La insolencia del inquisidor me puso los pelos de punta y, sin calcular el riesgo que implicaba para mi cargo y mi vida, respondí en el acto, sin las corteses mentiras de estilo. Dije que no podía consentir se metiera en mi jurisdicción porque aquí, en Lima, el representante de Su Majestad era yo. También le dije, con todas las letras, que en este caso era difícil separar lo esencial de lo generado por el amor propio. Le volví a clavar la espada pero hasta el mango (y se la revolví en las tripas), expresándole que era posible amar y respetar al Santo Oficio aunque no se acompañe a los ilustrísimos inquisidores desde el zaguán de su casa para un acto tan ordinario como la lectura de un edicto de fe. Y que me parecía una exageración calificar la conducta de los alcaldes como desacato, escándalo público, oposición y odio al Santo Oficio. Propuse remitir el asunto a Su Majestad.

El inquisidor tardó en contestar esta vez y evaluó cada palabra. Escribió que el caso de los alcaldes pertenecía al Santo Oficio (el muy perro tenía como norma no ceder nunca) y que si yo hubiese permitido el arresto de los alcaldes, todo ya se habría solucionado. Que gustosamente pondría la causa en mis manos, pero se lo impedían sus obligaciones.

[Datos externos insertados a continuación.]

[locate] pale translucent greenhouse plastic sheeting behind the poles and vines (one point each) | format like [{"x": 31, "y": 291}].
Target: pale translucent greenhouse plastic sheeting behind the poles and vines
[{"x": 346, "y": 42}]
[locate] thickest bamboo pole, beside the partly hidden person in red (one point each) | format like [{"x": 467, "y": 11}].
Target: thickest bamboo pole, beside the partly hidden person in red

Consulté con la Real Audiencia, naturalmente, y algunos oidores opinaron que no había razón para ceder. Fue entonces cuando tuve noticia de los cargos que los perros iban a levantar en mi contra, fabricando calumnias que llegarían oblicuamente a la Suprema de Sevilla. Decidí aflojar (contra mis convicciones y sentimientos), no vaya a ser que una estulticia de protocolo se convirtiese en mi irrefrenable desgracia. Sentí tanto asco que escribí al Rey: dije que estos venerables padres (me esforzaba por mantener las formas) eran muy celosos de su jurisdicción; tras las críticas de protocolo se escondía un celo en ascuas por el espacio de poder. No sólo compiten conmigo y toda la jurisdicción secular: también con la Iglesia. Me alivió enterarme poco después de que el arzobispo Lima pensaba igual. Escribió —¡el arzobispo, no yo!— que los inquisidores pretenden gozar de las mismas preeminencias que el virrey.

¡Menos mal que el arzobispo se llama Lobo Guerrero! No es un hombre que se acobarde. Pero uno de los inquisidores se llama Francisco Verdugo… ¿Qué ha pretendido Dios de mí al ponerme entre un Lobo Guerrero y un Verdugo? No debe ser simple casualidad.